Senators Richard Lugar (R-IN) and Dick Casey seek to combat hunger through a new bill, the Global Food Security Act of 2009. Stressing the importance of long-term agricultural development, the bill marks a shift away from traditional aid methods in favor of enabling the hungry to feed themselves.
The legislation has not surfaced without discontent, however.
A recent backlash by civil society organizations decries the bill as deceitful, for though it purports to tackle food insecurity, it brandishes biotechnology as the solution. Several organizations, including the World Bank, United Nations, and the Union of Concerned Scientists, have found GMO technology to be not only ineffectual on crop yields, but in fact unsuitable for the developing world. Food First Analyst Annie Shattuck takes it a step further, arguing that the bill is “simply more corporate welfare,” as it forces open foreign markets for the flooding of agricultural inputs and technologies.

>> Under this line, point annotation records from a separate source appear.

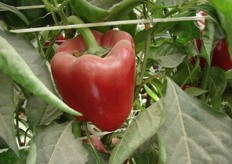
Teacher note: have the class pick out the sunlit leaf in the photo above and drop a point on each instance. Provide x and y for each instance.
(139, 131)
(38, 111)
(57, 144)
(194, 132)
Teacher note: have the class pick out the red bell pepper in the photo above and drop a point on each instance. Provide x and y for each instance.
(101, 88)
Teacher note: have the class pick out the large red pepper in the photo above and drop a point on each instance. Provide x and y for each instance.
(101, 88)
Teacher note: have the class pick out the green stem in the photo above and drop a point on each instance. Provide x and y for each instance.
(191, 73)
(90, 41)
(205, 79)
(146, 53)
(91, 144)
(50, 8)
(162, 151)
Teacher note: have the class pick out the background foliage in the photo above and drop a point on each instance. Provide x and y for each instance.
(182, 108)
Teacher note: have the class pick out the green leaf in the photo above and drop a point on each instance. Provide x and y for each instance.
(168, 55)
(168, 3)
(38, 111)
(14, 10)
(56, 144)
(138, 133)
(186, 71)
(12, 64)
(208, 40)
(194, 132)
(148, 156)
(186, 31)
(7, 108)
(194, 91)
(224, 9)
(9, 157)
(217, 85)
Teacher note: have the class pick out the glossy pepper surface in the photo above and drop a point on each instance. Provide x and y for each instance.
(101, 88)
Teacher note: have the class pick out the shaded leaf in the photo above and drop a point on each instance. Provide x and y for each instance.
(148, 156)
(217, 85)
(7, 108)
(38, 111)
(171, 2)
(224, 9)
(12, 64)
(57, 144)
(14, 10)
(194, 132)
(9, 157)
(168, 55)
(138, 133)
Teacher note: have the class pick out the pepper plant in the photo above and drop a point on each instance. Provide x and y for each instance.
(132, 81)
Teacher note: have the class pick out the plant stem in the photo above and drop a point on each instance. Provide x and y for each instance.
(90, 41)
(145, 57)
(205, 79)
(98, 160)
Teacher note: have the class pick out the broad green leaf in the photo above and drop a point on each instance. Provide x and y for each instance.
(186, 73)
(12, 64)
(14, 10)
(57, 144)
(141, 129)
(224, 9)
(194, 132)
(38, 111)
(168, 55)
(217, 85)
(7, 108)
(194, 91)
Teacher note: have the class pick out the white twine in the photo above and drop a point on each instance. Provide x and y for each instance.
(110, 23)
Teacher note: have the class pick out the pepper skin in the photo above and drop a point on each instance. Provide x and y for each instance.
(101, 88)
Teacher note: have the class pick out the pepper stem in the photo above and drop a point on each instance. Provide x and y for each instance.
(90, 41)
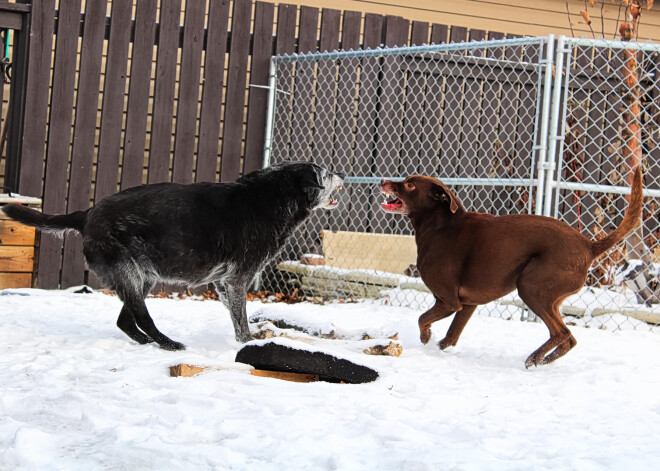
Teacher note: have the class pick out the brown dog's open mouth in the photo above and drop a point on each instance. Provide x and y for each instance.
(392, 205)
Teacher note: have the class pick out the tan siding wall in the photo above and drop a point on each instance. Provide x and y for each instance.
(520, 17)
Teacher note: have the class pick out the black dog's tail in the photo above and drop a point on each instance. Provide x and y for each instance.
(45, 222)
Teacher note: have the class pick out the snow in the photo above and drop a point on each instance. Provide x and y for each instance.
(77, 394)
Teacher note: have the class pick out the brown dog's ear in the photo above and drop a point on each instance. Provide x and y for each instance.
(443, 196)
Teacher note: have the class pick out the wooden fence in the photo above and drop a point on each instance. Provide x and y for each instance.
(105, 100)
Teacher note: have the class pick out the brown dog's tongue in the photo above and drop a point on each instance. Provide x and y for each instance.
(392, 204)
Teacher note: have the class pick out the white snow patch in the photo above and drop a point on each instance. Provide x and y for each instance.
(76, 393)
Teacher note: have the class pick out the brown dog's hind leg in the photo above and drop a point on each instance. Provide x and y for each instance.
(457, 325)
(439, 311)
(543, 288)
(561, 340)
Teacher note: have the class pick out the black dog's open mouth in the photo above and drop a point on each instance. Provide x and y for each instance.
(334, 201)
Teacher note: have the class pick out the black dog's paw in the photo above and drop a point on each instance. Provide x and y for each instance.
(244, 338)
(172, 346)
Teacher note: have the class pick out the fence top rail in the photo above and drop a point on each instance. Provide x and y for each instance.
(400, 50)
(610, 44)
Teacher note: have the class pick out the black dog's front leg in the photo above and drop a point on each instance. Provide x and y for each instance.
(234, 299)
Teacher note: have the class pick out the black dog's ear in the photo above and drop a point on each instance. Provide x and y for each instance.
(439, 194)
(310, 180)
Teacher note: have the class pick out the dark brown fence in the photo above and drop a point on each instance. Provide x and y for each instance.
(96, 113)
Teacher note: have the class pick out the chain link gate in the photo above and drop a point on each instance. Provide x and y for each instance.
(606, 101)
(466, 113)
(508, 125)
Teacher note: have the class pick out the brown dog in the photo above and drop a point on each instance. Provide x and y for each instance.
(468, 258)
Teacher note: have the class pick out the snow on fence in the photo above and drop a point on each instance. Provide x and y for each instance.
(529, 125)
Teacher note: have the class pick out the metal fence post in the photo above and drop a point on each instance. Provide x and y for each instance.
(270, 112)
(545, 115)
(555, 134)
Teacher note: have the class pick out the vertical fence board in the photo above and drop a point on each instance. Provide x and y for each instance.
(391, 103)
(344, 120)
(419, 33)
(430, 138)
(366, 121)
(324, 109)
(262, 50)
(161, 122)
(325, 90)
(451, 130)
(233, 119)
(304, 86)
(59, 142)
(113, 100)
(284, 44)
(210, 112)
(36, 99)
(138, 94)
(73, 266)
(186, 115)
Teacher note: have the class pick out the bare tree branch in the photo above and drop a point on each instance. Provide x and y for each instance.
(568, 13)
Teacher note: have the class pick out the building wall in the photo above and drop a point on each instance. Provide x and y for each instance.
(518, 17)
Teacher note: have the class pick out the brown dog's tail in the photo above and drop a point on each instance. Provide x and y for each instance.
(57, 224)
(630, 221)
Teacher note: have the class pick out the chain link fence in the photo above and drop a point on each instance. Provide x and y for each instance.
(484, 118)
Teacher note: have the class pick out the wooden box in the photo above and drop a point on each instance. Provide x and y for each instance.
(17, 249)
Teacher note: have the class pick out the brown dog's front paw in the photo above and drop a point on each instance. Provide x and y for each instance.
(533, 360)
(425, 334)
(444, 343)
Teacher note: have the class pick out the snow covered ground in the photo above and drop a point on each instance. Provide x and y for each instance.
(77, 394)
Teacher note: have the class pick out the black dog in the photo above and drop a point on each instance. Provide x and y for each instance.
(220, 233)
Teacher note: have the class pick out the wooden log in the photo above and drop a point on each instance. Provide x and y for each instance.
(15, 233)
(16, 258)
(15, 280)
(187, 371)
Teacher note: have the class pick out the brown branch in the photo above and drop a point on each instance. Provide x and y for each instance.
(616, 26)
(568, 13)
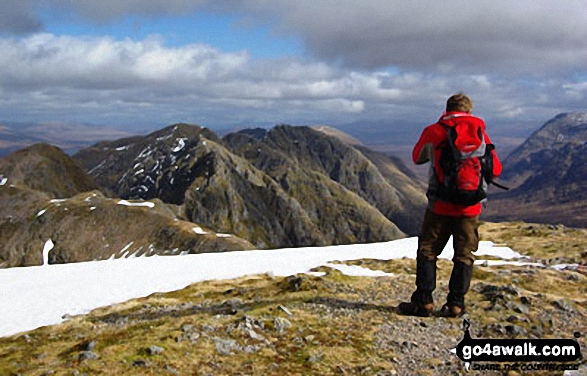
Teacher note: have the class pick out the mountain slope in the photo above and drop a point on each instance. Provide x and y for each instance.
(340, 215)
(219, 186)
(548, 174)
(397, 196)
(47, 169)
(45, 195)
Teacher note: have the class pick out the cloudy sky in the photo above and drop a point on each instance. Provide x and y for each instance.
(135, 66)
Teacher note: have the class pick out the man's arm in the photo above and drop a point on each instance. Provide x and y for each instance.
(497, 167)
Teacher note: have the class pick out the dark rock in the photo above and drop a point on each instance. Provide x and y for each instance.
(155, 350)
(226, 346)
(512, 319)
(281, 325)
(562, 305)
(87, 355)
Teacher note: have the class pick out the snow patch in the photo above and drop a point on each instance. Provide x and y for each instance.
(199, 231)
(144, 204)
(126, 247)
(40, 296)
(180, 145)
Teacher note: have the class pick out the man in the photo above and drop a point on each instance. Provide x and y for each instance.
(446, 214)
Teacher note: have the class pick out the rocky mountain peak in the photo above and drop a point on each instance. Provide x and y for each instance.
(548, 172)
(48, 169)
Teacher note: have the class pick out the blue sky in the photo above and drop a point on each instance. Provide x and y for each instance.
(223, 31)
(381, 67)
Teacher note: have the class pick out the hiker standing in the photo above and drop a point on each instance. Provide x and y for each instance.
(462, 163)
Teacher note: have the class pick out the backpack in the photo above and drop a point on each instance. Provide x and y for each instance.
(466, 162)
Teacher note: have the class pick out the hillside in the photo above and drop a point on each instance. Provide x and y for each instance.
(326, 322)
(284, 197)
(286, 152)
(548, 173)
(46, 196)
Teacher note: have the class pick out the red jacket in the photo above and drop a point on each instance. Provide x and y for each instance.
(428, 149)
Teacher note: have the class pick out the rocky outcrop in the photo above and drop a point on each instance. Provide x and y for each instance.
(285, 152)
(290, 186)
(46, 168)
(46, 196)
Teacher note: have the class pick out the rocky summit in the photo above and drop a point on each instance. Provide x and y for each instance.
(547, 172)
(183, 189)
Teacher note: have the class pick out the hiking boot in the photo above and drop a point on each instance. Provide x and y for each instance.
(414, 309)
(452, 311)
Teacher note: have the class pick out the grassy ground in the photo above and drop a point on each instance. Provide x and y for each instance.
(305, 324)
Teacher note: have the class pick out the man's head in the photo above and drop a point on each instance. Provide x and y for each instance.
(459, 102)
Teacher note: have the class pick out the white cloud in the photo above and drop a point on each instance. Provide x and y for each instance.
(102, 80)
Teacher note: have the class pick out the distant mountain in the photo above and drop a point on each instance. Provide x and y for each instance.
(291, 186)
(47, 169)
(548, 174)
(377, 179)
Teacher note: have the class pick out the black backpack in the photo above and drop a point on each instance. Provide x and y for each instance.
(467, 166)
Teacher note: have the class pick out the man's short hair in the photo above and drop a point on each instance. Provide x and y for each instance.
(459, 102)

Among the host of opponents to S. 384, traditional environmental organizations have an unconventional ally: Credo Mobile. Just last week, the progressive cell service provider gained 4,000 petition signatures for its campaign to strip the Casey-Lugar Act of its biotech mandate in the first hour. By July 13th, that number had climbed to 25,953 – an astounding achievement in only several days’ time. Calling itself the “greenest phone company” in the U.S., Credo supports and a variety of progressive campaigns, including the initiation of torture investigations and a repeal of the Defense of Marriage Act (DOMA).